One of the ways alternative proteins differ from most proteins found in commercially available foods is that their production generally involves less use of agricultural land and fewer climate-damaging emissions. They are found in sustainably grown crops, but also in products from sustainable livestock farming or in fermentation-based products. Through their research, teaching and knowledge transfer activities, the members of the GFI's Alt Protein Project aim to ensure that some pressing global challenges - food security, climate change mitigation and sustainable agriculture - can be addressed with the help of new food systems in which alternative proteins play a central role.

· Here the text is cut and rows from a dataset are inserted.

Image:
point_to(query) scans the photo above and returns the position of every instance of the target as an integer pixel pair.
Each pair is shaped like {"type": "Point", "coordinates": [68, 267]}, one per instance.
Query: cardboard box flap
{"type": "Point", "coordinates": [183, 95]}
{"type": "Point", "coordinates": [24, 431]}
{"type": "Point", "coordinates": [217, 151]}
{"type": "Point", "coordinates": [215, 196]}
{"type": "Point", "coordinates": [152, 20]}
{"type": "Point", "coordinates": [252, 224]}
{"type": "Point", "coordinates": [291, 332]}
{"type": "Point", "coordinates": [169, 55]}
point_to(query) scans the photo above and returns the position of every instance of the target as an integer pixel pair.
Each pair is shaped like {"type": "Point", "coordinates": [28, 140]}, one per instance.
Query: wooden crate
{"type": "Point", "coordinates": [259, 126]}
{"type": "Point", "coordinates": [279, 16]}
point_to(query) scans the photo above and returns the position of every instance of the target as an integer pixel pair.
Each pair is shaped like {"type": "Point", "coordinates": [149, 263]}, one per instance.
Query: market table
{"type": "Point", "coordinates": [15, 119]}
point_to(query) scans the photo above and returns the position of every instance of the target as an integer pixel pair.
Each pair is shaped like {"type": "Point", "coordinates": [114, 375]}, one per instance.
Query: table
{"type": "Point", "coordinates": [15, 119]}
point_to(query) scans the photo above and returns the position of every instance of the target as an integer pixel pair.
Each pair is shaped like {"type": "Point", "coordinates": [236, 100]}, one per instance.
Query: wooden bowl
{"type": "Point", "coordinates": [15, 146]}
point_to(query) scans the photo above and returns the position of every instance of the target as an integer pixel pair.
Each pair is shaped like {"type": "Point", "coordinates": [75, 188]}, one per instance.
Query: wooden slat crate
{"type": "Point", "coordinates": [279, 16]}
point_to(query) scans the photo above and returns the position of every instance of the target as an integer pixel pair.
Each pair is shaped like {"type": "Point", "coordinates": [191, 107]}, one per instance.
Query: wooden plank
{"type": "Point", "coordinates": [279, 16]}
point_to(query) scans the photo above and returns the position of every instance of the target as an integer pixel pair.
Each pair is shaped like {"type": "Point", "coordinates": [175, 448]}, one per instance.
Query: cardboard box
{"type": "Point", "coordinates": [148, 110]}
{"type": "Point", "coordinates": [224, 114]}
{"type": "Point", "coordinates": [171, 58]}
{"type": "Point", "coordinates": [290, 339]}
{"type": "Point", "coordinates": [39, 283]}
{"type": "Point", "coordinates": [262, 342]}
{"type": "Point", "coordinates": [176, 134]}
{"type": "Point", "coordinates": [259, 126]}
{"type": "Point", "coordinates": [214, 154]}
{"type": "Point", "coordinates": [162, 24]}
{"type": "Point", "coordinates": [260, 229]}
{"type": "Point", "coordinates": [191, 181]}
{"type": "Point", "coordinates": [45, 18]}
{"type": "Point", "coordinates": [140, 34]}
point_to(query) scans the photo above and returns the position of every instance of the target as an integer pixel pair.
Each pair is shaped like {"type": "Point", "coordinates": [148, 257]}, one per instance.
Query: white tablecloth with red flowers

Alexandra Molitorisová, Federica Ronchetti and Alessandro Monaco successfully applied to the GFI for membership in the "Alt Protein Project" with their "Bayreuth-Kulmbach Alt Protein Project". They were supported by Prof. Dr. Kai Purnhagen, Chair of Food Law at the Kulmbach site of the University of Bayreuth. Students, teachers and researchers at the University of Bayreuth are invited to contribute their expertise to this project. At the Faculty of Life Sciences at the Kulmbach site, a course entitled "Alternative Proteins: Policies & Regulation" is currently being designed to be offered as an elective in the master's program "Global Food, Nutrition and Health". Also planned are regular networking meetings with project teams from other member universities in the GFI's "Alt Protein Project," fireside chats on the topic of "Alternative Proteins," refectory events and barbecues featuring alternative protein products, Slow Food events with fermentation experiments, and fishbowl debates on political and legal aspects - and much more. There will also be offerings for startups and students who want to develop and implement their own business plans in the field of alternative proteins. "All in all, it's about combining research, teaching, collaboration and fun," says Alessandro Monaco.